Last year, I was using T4 (small and medium) instances on Hugging Face to fine-tune some datasets. Back then, I remember it only taking maybe 10 minutes to start up a T4 instance.
Today, I tried doing the same in my space. I tried to start both a T4 Medium and T4 Small instance. But now it has been taking nearly an hour for either of them to start up.
Or, after 30 minutes I’ll get this error:
runtime error
Scheduling failure: unable to schedule
I haven’t seen anything related on the status page today:
Is Hugging Face just resource constrained right now due to all of the recent Deepseek and other releases this past week? Or is there something else going on?
Is there a page that I can check to know the current load on Hugging Face?
This is occurring for me on A100 instances also so it’s not limited to specific machines.
I’m receiving the same Scheduling failure: unable to schedule failure code after my endpoints are stuck in Initializing state for quite a few minutes.
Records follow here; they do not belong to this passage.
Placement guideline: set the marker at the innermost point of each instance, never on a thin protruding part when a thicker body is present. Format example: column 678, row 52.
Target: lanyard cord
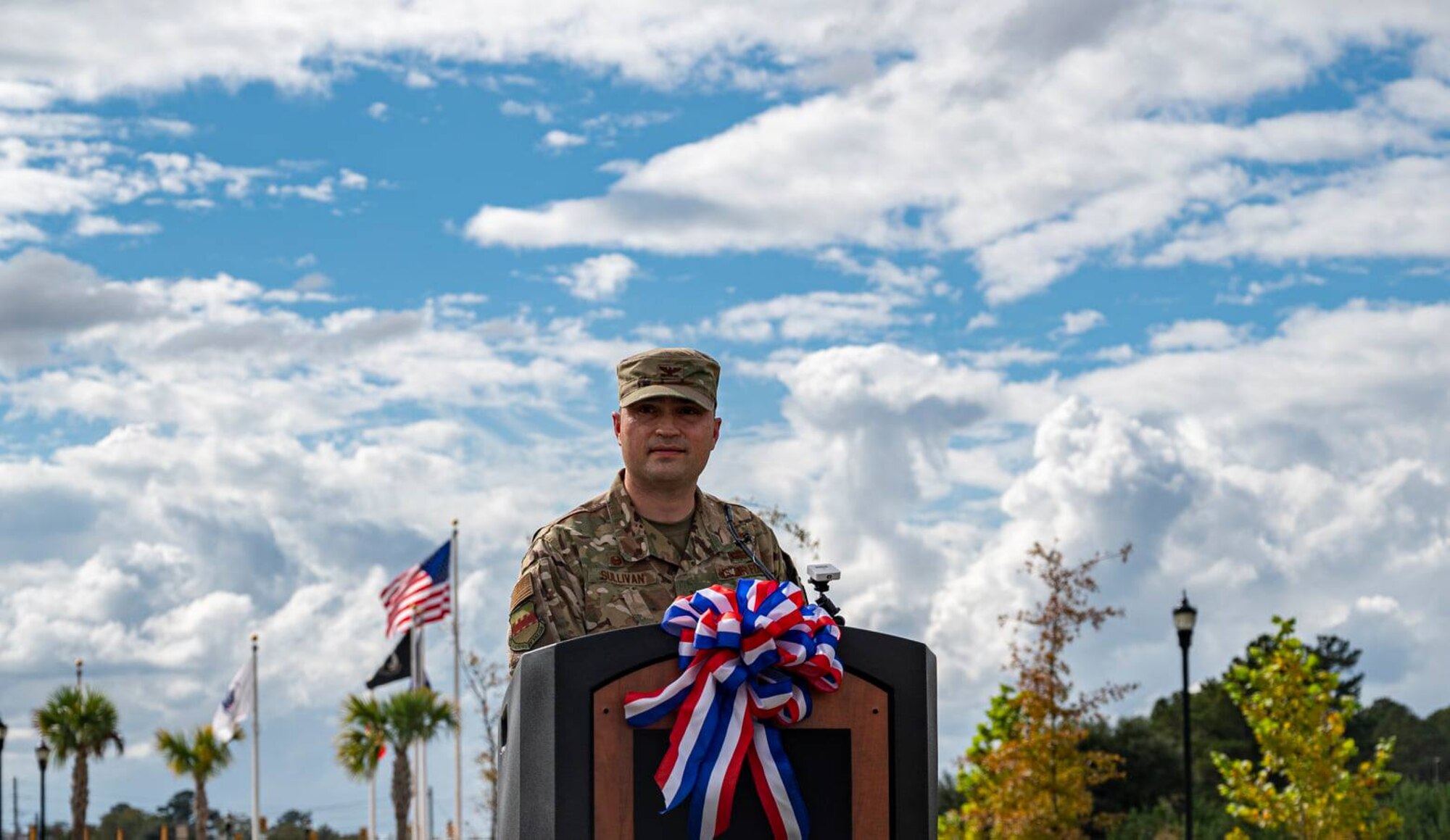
column 740, row 542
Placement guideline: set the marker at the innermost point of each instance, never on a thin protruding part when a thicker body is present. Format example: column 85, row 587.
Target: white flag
column 236, row 707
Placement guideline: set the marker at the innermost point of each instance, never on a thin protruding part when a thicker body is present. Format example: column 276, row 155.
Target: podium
column 572, row 768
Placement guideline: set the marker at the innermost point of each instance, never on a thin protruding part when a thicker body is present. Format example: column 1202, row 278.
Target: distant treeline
column 178, row 815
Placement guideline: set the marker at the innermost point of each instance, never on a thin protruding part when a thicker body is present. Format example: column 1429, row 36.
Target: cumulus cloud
column 1188, row 335
column 1077, row 323
column 559, row 141
column 108, row 226
column 46, row 299
column 539, row 112
column 600, row 277
column 982, row 320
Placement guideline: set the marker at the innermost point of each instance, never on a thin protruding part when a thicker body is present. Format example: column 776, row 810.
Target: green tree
column 362, row 741
column 1301, row 783
column 1335, row 655
column 1417, row 742
column 80, row 725
column 486, row 683
column 202, row 758
column 1035, row 778
column 408, row 718
column 179, row 809
column 133, row 823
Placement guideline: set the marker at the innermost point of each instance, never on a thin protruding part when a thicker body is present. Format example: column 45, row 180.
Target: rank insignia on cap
column 524, row 628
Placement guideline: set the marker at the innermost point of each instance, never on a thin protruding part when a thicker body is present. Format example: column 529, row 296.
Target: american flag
column 426, row 587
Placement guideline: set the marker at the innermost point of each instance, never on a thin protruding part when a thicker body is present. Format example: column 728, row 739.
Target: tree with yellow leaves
column 1304, row 784
column 1027, row 774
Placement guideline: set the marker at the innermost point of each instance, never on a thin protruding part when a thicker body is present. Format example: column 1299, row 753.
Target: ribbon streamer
column 749, row 658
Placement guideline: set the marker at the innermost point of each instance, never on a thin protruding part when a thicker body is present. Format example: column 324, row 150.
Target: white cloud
column 350, row 180
column 323, row 191
column 600, row 277
column 1393, row 209
column 539, row 112
column 982, row 320
column 559, row 141
column 108, row 226
column 1077, row 323
column 1197, row 335
column 1381, row 604
column 1252, row 291
column 1116, row 354
column 1010, row 357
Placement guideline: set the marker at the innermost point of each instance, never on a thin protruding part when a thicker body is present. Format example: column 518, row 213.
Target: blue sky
column 286, row 290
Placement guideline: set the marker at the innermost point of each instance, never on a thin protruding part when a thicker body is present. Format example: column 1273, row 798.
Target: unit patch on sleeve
column 524, row 628
column 521, row 591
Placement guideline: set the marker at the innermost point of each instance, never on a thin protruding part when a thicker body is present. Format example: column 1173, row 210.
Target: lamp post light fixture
column 43, row 757
column 1184, row 619
column 4, row 731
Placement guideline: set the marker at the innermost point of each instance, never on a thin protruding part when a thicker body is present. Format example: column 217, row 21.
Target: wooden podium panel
column 859, row 712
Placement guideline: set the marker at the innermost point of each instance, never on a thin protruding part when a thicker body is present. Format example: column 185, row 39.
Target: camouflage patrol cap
column 669, row 373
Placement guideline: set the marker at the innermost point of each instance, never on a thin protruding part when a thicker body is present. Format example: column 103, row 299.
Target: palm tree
column 79, row 723
column 418, row 715
column 201, row 758
column 360, row 747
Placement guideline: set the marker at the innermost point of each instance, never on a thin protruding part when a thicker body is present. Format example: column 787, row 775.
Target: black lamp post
column 1184, row 619
column 43, row 757
column 4, row 731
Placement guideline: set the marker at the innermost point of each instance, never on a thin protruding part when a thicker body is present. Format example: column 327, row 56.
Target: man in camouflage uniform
column 621, row 558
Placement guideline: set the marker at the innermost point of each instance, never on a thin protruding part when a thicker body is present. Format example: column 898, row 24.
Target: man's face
column 666, row 442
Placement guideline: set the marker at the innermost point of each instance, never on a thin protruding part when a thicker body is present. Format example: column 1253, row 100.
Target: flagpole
column 372, row 789
column 257, row 809
column 457, row 589
column 414, row 632
column 426, row 831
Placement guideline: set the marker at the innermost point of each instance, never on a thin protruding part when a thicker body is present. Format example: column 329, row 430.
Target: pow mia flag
column 399, row 664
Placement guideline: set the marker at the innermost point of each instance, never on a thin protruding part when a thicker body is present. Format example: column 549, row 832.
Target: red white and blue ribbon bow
column 750, row 657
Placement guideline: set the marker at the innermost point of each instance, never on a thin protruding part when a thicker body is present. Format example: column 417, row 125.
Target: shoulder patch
column 523, row 591
column 524, row 628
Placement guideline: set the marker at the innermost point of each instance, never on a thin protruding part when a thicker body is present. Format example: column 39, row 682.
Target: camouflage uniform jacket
column 602, row 567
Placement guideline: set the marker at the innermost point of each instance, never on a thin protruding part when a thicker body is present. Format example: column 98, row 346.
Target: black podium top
column 546, row 768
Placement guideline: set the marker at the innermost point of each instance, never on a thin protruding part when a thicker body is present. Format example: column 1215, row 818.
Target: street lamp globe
column 1184, row 617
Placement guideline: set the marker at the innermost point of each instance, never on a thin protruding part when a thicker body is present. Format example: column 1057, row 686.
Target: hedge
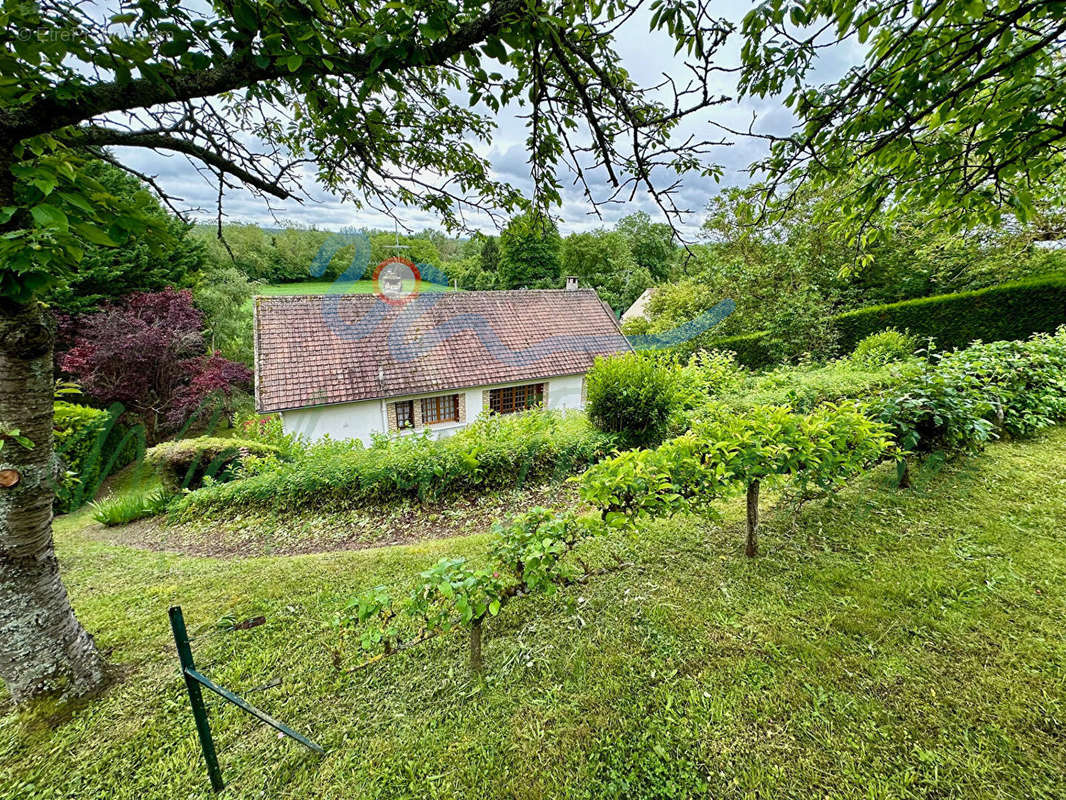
column 1006, row 312
column 92, row 445
column 494, row 452
column 186, row 463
This behavior is the same on multiple endpoints today.
Continuing to retry but hoping to hear some guidance or will need to shop around.
Looking at the symptoms, it seems that this case and the series of problems below are connected. Well, if any of them are fixed, the rest will be fixed too.
I’m confirming that my AWS east-us-1 endpoint is now running. I was able to kick it off this morning, and it initialized in the more typical timeframe I was accustomed to.
If anyone had similar issues and was on AWS machines it may have been related to the same issue with provisioning those.